Double Jeopardy's Demise
27 Pages Posted: 27 Oct 1999
George C. Thomas' book on Double Jeopardy, the first on this subject in over a quarter century, has the potential to play a key role in reviving a serious and sustained discussion of double jeopardy jurisprudence. Transformations in the substantive criminal law and criminal procedure areas over the last forty years, such as legislatures' penchant for enacting duplicitous statutes proscribing identical misconduct, and newly enacted statutes imposing serious sanctions in civil proceedings, make a renewed focus on the Double Jeopardy Clause of the Fifth Amendment absolutely critical. While Professor Thomas does a brilliant job of presenting the competing double jeopardy positions, describing the historical context of the Clause, and criticizing the Supreme Court's inconsistent opinions in this area, he ultimately settles upon an interpretation of same offense and twice put in jeopardy that is not only unhelpful in resolving current double jeopardy crises, but that actually has the potential to wrest all meaning from the Clause.

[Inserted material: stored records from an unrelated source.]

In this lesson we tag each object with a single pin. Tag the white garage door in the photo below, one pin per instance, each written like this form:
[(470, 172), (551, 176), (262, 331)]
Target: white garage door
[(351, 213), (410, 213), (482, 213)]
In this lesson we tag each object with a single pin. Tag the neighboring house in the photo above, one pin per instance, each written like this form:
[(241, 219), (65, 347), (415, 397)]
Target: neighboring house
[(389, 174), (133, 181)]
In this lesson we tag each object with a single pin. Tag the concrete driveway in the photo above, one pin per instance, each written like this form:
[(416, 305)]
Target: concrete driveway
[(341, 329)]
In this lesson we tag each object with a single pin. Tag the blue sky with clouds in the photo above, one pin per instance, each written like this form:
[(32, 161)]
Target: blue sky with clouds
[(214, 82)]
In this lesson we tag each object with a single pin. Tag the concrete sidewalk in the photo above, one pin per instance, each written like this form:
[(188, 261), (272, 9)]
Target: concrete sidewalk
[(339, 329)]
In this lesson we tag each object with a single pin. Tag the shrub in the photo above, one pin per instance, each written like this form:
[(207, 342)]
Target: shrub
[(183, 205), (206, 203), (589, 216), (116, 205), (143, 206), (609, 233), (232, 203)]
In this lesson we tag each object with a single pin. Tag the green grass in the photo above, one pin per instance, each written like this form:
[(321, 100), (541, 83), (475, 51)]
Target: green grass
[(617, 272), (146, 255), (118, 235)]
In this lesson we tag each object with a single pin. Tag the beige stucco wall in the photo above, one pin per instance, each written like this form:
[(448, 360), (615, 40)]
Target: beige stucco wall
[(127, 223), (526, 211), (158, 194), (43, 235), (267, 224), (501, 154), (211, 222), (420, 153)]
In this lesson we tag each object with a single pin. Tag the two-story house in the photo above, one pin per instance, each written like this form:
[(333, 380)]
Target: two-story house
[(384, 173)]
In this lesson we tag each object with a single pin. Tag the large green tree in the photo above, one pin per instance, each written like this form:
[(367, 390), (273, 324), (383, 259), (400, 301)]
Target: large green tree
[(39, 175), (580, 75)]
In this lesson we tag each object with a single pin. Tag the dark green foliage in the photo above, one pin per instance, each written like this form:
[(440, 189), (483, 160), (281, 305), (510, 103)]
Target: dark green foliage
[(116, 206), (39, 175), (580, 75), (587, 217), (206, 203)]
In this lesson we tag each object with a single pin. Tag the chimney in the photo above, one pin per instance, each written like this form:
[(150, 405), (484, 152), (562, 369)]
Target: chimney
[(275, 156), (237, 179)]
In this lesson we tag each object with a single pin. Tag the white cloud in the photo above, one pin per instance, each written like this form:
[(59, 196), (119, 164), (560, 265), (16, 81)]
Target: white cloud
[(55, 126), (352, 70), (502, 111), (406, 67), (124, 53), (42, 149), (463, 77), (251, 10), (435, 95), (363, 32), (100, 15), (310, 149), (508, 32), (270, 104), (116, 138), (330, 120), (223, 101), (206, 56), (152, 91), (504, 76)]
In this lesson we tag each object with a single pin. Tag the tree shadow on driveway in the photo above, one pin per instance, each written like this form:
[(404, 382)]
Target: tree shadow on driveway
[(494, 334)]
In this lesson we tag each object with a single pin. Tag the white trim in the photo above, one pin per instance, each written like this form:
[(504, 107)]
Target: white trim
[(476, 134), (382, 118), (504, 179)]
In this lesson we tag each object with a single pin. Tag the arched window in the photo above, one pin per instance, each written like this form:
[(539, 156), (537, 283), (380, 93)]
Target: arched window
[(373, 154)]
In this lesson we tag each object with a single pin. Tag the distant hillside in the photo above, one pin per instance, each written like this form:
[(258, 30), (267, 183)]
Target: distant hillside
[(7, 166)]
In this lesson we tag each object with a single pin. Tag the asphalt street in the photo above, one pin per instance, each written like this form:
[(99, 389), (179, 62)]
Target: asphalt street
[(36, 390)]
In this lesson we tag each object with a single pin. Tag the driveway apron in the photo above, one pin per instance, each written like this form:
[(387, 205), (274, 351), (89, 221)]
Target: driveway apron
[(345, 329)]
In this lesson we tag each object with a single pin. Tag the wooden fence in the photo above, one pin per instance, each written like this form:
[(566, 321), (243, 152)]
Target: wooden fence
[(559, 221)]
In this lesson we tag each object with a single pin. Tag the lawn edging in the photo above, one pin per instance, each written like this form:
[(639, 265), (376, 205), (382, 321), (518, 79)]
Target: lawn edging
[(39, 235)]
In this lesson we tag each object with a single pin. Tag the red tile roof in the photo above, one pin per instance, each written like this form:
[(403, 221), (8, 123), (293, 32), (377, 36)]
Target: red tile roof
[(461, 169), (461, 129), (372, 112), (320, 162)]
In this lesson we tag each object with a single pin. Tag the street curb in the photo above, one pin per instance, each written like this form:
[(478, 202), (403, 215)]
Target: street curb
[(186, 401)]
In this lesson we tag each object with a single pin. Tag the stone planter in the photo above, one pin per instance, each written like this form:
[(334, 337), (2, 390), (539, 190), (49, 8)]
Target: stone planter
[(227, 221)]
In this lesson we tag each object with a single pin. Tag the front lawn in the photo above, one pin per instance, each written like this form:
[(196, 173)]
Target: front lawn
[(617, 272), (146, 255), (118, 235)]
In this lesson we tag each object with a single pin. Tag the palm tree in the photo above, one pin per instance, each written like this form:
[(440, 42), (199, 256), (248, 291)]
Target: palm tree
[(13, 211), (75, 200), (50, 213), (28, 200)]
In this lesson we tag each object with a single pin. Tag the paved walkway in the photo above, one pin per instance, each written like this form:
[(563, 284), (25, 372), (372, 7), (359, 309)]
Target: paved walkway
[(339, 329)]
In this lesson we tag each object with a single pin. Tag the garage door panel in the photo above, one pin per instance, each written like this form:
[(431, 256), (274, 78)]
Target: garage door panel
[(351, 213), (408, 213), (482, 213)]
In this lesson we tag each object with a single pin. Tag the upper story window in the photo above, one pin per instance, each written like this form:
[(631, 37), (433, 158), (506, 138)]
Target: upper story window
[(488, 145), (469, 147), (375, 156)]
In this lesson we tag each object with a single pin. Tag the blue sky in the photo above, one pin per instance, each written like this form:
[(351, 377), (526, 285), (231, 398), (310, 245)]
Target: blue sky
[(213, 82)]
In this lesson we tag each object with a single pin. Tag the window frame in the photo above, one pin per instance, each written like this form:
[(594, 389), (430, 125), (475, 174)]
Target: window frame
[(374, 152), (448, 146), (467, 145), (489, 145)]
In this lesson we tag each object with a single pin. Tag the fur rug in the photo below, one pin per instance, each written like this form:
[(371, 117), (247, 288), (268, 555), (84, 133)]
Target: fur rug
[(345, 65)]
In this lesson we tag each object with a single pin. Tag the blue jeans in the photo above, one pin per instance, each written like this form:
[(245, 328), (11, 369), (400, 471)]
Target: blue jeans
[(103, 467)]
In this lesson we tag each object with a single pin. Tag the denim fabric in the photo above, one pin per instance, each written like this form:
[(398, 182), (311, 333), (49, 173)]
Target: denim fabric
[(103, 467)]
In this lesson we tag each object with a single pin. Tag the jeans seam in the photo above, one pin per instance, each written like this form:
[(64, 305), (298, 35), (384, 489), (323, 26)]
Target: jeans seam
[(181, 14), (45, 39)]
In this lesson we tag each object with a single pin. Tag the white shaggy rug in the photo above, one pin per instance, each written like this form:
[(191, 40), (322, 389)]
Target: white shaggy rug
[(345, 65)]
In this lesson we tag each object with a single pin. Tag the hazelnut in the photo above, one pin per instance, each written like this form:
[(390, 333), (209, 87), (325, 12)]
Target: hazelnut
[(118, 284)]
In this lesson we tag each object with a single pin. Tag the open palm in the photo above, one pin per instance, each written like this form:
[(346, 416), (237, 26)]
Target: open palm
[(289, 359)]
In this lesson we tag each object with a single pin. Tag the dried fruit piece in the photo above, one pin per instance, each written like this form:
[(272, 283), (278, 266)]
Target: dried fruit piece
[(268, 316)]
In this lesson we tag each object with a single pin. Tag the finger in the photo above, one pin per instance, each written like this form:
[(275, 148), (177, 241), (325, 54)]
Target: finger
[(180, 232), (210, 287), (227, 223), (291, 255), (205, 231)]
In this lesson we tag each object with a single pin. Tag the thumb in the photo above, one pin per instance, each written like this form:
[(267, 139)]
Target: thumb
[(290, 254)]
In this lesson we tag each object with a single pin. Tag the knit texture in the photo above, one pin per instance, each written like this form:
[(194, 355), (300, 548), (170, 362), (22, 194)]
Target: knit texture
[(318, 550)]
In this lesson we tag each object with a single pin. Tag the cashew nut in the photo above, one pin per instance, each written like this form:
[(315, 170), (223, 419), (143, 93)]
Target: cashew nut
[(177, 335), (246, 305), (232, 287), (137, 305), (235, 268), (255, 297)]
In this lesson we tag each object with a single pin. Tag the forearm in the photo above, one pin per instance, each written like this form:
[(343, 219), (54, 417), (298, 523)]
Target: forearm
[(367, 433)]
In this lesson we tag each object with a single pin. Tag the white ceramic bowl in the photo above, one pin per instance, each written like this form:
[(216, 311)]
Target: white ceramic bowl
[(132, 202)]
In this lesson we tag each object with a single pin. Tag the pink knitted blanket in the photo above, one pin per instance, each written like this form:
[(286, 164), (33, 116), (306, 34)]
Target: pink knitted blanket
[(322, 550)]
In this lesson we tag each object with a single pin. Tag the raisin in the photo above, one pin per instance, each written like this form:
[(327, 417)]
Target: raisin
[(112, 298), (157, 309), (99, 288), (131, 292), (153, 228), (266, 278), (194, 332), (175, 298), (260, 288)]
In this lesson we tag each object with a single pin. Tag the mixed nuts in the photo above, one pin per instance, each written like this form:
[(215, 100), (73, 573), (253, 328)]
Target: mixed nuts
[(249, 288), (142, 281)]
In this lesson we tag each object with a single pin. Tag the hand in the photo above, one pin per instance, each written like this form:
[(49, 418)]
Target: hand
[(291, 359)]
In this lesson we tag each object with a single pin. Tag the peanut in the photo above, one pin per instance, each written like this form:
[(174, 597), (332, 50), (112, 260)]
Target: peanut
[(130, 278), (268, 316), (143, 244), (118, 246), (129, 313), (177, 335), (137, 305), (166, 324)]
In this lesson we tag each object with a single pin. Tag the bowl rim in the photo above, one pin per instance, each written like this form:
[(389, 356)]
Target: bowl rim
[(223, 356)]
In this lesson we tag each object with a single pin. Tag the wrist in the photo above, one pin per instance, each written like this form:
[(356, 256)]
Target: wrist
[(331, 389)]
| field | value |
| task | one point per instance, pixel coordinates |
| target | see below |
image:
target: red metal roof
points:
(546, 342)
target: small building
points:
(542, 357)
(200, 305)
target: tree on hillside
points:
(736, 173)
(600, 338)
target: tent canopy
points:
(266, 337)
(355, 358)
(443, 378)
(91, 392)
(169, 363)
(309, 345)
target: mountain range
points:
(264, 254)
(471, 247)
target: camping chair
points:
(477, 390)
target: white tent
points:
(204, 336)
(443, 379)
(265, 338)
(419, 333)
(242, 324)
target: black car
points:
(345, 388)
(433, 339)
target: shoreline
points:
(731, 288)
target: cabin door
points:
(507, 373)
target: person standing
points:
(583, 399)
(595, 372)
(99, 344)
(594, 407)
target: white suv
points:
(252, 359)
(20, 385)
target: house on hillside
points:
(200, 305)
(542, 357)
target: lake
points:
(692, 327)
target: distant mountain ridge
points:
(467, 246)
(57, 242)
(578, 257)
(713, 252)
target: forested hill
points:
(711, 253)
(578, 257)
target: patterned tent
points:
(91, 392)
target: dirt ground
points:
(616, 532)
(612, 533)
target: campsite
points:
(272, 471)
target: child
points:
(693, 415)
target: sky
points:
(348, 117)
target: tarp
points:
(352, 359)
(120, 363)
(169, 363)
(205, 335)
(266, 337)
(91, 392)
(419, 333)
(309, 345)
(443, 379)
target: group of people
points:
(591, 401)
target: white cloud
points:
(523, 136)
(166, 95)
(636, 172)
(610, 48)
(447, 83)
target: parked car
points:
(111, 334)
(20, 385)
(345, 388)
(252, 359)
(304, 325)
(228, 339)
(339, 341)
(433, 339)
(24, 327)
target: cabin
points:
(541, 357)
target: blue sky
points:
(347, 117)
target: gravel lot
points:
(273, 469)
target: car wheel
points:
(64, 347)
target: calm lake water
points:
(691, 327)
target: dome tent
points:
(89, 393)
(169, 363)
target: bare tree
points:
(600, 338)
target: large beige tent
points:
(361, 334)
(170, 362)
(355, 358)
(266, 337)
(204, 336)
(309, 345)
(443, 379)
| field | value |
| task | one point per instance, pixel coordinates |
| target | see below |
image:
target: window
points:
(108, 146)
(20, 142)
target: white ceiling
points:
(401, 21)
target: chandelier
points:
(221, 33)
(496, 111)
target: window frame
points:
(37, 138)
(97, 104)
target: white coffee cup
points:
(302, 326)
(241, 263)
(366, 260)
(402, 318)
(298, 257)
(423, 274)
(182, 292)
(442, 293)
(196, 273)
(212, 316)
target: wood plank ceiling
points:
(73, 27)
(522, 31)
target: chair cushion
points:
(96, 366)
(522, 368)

Thomas' thesis is that since the legislature creates statutory criminal blameworthiness and the procedures for determining that blameworthiness, the legislature is the ultimate source of guidance on when offenses are the same and when the first jeopardy has ended. If the legislature tells us that identical statutes are different, then a defendant may suffer successive prosecutions for them. If the legislature tells us that a verdict is not yet final, the state can appeal. Because the legislature so rarely speaks clearly on these issues, Thomas offers a set of presumptions to assist the court in divining legislative intent on these two issues. Thomas argues that his interpretation most faithfully tracks the text of the Clause and the common law conception of double jeopardy, advances the policy preferences underlying the Clause, and produces hard-edged answers to double jeopardy questions that can guide the courts.
I argue that an interpretation of the clause that forces the judicial branch to independently define offense and jeopardy is necessary to foster the only sensible purpose underlying the Clause - protecting defendants from harassing multiple convictions and prosecutions by mandating finality of factual findings of blameworthiness. Neither originalism nor historical practice is particularly helpful in answering double jeopardy questions. Framers' and ratifiers' intent regarding the clause is essentially non-existent. Moreover, due to the scarcity of felonies at common law, colonial judges rarely confronted the issue of whether offenses were the same, much less whether sameness was determined by a legislature or a court. If the clause had any meaning at all when ratified, it must have meant at least that the government could not recharge a defendant with theft because it was dissatisfied with an earlier acquittal on that identical theft. Yet this is precisely what the government can do today as a result of the plethora of duplicitous and overlapping criminal statutes, if we accept either Thomas' interpretation of the clause or the present same statutory elements test. I suggest that a conduct-based same offense test is necessary to prevent legislatures from authorizing, and prosecutors from bringing, repeated prosecutions because they are dissatisfied with the result of an initial prosecution, or because they desire a test-run, rather than because the defendant has committed misconduct or caused harm that was not accounted for in an initial prosecution.